Whereas until just a few years ago, the quality and success of hernia surgery was measured purely on the basis of the rate of recurrences, chronic groin pain as a consequence of hernia surgery has evolved over recent years to become a further, important parameter.
Chronic pain is the term used to describe pain persisting for 6 months and more. Current data from the German Hernia Registry (Herniamed) confirms that this is by no means uncommon. An analysis of over 40,000 data records has confirmed that 5.8% of patients with inguinal hernias still have pain at rest 12 months after their surgery.
During physical exertion, the number of patients experiencing pain rises to 11.7%. In total, 3.5% of patients suffer pain requiring treatment 12 months after their operation. It must also be remembered that the number of unreported cases means that these figures may be even higher.
The treatment options for chronic pain are limited and often tedious. To begin with, conservative, non-invasive treatment options should be explored. These include taking painkillers (analgesia), manual and physiotherapy, and infiltration treatments. It is important to differentiate the cause of the pain in order to offer targeted treatment.
A neurological examination can help to distinguish between neuropathic and nociceptive pain. Neuropathic pain occurs as a result of direct nerve damage / irritation and leads to impaired pain processing. For affected patients, neuropathic pain in the groin may be experienced as localised tingling, stabbing and burning.
Patients report feelings of ants crawling over their skin, and sometimes shooting sensations of pain, like an electric shock, radiating through their groin. Nociceptive pain is caused by mechanical, chemical or electrical stimulation of the pain receptors. In inguinal hernia surgery especially, this can be caused by surgical trauma and the implantation of extensive synthetic meshes. Not uncommonly, however, a combination of neuropathic and nocireceptive pain needs to be considered.
Regardless of the type of pain involved, treatment is difficult and is often unsuccessful. Typically, the treatment of chronic pain begins with medication-based therapy. This often alleviates the symptoms, however it does not address the cause of the pain.

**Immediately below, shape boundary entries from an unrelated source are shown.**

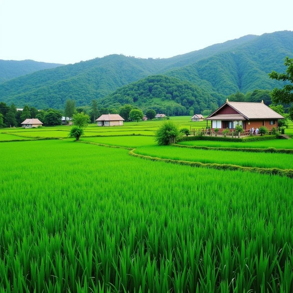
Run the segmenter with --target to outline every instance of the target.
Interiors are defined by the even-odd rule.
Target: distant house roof
[[[69,121],[71,120],[72,119],[72,118],[69,118],[69,117],[66,117],[66,120],[68,120]],[[65,116],[62,116],[62,117],[61,117],[61,120],[64,120],[64,121],[65,121]]]
[[[190,119],[198,119],[199,118],[199,117],[196,114],[195,114],[192,117],[190,118]]]
[[[190,119],[204,119],[205,117],[201,114],[195,114]]]
[[[103,114],[101,115],[96,121],[117,121],[124,119],[119,114]]]
[[[243,117],[242,119],[283,119],[284,117],[281,115],[278,114],[272,110],[269,107],[263,103],[262,101],[260,103],[248,103],[242,102],[229,102],[228,99],[224,104],[222,105],[219,108],[216,110],[213,113],[206,118],[206,120],[214,120],[218,119],[224,120],[224,118],[221,118],[219,116],[223,116],[223,114],[217,115],[217,113],[224,107],[228,105],[228,106],[234,109],[239,114],[241,114]],[[241,120],[240,116],[236,117],[235,115],[238,115],[238,114],[231,114],[225,115],[228,117],[230,115],[231,117],[230,118],[226,117],[225,119]]]
[[[37,118],[28,118],[26,119],[21,124],[42,124],[42,122],[41,122]]]
[[[198,118],[200,118],[200,119],[205,119],[205,117],[203,116],[201,114],[196,114],[196,116],[197,116],[197,117],[198,117]]]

A patient with chronic pain has just one wish: He wants to be pain-free again, ideally undo the operation that caused the pain, and have the probable cause resolved.
Due to the increased risks associated with further procedures, surgical revision has previously been regarded as the "last resort". Literature describes in some cases highly complex surgical procedures, in which nerves are separated proximally, well away from the groin, such as in a procedure called a retroperitoneal triple neurectomy.
Many years of experience with procedures carried out under local anaesthetic mean that we are able to explore the source of the pain intra-operatively, i.e. during the surgical procedure itself. This precise, intra-operative nerve response allows accurate localisation of the source of the pain. The affected sensitive nerves can then be selectively released and where necessary separated. Even during the procedure, the patient will then experience a spontaneous improvement in their pain symptoms.